La seule espérance serait donc de ralentir la pollution des eaux. Ce problème semble sans issue à l'instar de nombreux autres: famine, surpeuplement, épuisement des ressources, conflits ethniques, etc. Devant l'immensité de la tâche et l'inertie de ceux qui tirent bénéfice de la situation, il y a de quoi se décourager. Nous pouvons être reconnaissants envers ceux qui font leur possible pour sauver des vies.
Mais ne trouve-t-on pas ici également le rejet de l'autorité divine. L'ONU a choisi les années quatre-vingt-dix comme «décennie internationale pour la réduction des désastres naturels». Voilà les dimensions de l'orgueil humaniste onusien. Orgueil qui croit que l'Homme, représenté par l'ONU, peut régler tous les problèmes de la planète. L'actualité nous démontre l'inanité de cette prétention.

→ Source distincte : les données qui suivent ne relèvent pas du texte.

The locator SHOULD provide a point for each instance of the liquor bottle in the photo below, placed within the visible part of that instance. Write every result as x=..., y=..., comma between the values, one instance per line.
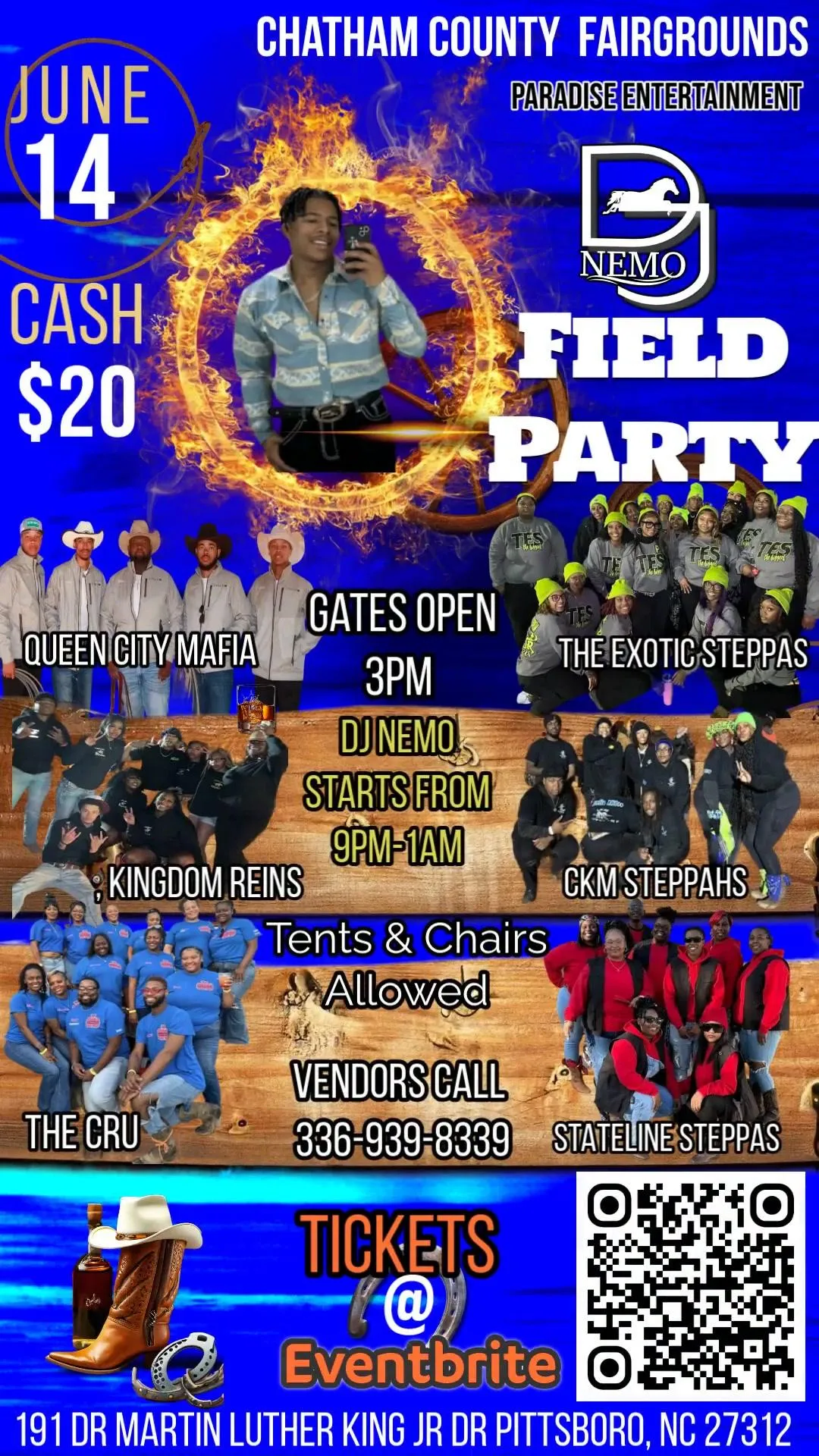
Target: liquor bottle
x=93, y=1286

Dans la situation apparemment désespérée de notre planète, nous pouvons discerner un signe de la grâce divine. Dieu laisse le monde aller au bout de ses illusions et de ses ressources, pour juger son orgueil, lui donner l'occasion de réfléchir sur sa conduite et de revenir à Lui, à l'image du fils prodigue.

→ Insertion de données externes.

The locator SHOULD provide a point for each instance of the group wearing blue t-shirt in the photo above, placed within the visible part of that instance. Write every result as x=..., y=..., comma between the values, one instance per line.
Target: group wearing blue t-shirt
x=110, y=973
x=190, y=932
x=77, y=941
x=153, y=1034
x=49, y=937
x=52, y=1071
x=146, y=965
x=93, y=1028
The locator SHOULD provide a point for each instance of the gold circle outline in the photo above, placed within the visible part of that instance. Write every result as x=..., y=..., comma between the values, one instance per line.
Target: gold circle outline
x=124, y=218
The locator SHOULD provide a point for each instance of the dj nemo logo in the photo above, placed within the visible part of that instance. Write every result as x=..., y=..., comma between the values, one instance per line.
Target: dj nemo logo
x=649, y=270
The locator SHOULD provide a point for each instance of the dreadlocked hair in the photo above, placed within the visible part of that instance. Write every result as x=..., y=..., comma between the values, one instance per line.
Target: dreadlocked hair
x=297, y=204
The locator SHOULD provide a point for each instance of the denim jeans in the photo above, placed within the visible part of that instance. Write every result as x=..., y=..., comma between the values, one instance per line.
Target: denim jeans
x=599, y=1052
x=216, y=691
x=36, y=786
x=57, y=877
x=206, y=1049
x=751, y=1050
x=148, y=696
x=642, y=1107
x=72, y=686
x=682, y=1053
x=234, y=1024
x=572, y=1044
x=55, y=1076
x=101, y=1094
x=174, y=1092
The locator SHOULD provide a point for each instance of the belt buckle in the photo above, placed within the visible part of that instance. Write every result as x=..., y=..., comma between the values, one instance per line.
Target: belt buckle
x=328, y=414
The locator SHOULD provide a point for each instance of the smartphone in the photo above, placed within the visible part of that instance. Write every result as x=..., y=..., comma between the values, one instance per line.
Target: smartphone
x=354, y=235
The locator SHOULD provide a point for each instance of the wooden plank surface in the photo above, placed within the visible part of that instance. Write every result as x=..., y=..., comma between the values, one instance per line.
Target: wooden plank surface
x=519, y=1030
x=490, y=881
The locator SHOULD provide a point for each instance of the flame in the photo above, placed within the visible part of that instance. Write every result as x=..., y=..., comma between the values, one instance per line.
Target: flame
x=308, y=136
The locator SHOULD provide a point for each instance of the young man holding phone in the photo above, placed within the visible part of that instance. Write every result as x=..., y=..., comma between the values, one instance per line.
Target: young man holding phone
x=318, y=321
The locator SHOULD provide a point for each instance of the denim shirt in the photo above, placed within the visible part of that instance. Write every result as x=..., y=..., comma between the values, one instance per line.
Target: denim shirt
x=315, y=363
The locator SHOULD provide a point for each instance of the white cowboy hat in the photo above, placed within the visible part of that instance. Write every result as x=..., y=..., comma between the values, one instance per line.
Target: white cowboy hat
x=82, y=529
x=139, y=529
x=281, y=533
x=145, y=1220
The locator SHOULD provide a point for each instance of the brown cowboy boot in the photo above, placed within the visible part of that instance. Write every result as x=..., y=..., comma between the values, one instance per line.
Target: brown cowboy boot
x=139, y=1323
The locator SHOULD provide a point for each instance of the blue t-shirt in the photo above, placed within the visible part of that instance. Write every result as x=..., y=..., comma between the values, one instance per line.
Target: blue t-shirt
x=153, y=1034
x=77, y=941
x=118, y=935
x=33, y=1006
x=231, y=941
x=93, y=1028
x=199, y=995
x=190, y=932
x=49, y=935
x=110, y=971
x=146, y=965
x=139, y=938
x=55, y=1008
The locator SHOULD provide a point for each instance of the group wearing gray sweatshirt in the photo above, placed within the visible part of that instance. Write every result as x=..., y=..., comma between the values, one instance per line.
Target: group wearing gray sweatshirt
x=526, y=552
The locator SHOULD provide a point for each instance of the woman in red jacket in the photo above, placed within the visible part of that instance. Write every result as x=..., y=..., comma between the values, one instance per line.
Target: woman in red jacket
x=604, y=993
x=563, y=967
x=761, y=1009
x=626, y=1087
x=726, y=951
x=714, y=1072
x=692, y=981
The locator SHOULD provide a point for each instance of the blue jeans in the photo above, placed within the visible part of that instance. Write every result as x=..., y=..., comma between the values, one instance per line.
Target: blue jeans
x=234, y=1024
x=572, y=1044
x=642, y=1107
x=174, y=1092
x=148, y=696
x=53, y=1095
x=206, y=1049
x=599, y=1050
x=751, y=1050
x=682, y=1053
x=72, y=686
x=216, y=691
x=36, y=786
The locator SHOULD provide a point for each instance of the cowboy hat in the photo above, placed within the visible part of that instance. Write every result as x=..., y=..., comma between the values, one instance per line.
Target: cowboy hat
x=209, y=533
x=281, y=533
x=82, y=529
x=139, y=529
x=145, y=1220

Comme chrétiens, ne nous laissons pas entraîner dans la conception humaniste et malthusienne d'un monde que Dieu aurait créé incapable de subvenir aux besoins de ses milliards d'habitants. Certaines des plus grandes pollutions sont naturelles: le volcanisme émet des quantités de gaz et de poussières qui parfois diminuent pendant plusieurs mois l'ensoleillement et la température de la planète. La concentration en sels minéraux de certains lacs y rend toute vie impossible comme a la Mer Morte. Le Créateur a prévu des cycles de régénération pour toutes les pollutions naturelles et humaines, même s'ils peuvent être fort longs. et il laisse l'homme transformer sa création: I'exploitation à outrance des forêts de la Grèce antique a changé durablement la face du pays.
L'eau a une place très importante dans la Bible: le deuxième verset parle des eaux sur lesquelles planait l'Esprit de Dieu, et tout à la fin, l'eau de vie est offerte gratuitement à celui qui a soif. A plusieurs reprises, nous voyons Dieu purifier des eaux par ses serviteurs: Moïse purifie celles de Mara avec un bois désigné par l'Eternel, et Elisée celles de Jéricho avec du sel. Le rétablissement de toutes choses préfiguré par la prophétie d'Ezéchiel 47, qui voit l'eau s'écoulant du Temple régénérer la Mer Morte, est encore à venir. Mais Dieu est toujours prêt à donner une eau saine a Ses créatures, en réponse à la prière.
Les pollutions actuelles sont les prémices de celles, cataclysmiques, d'Apocalypse 8.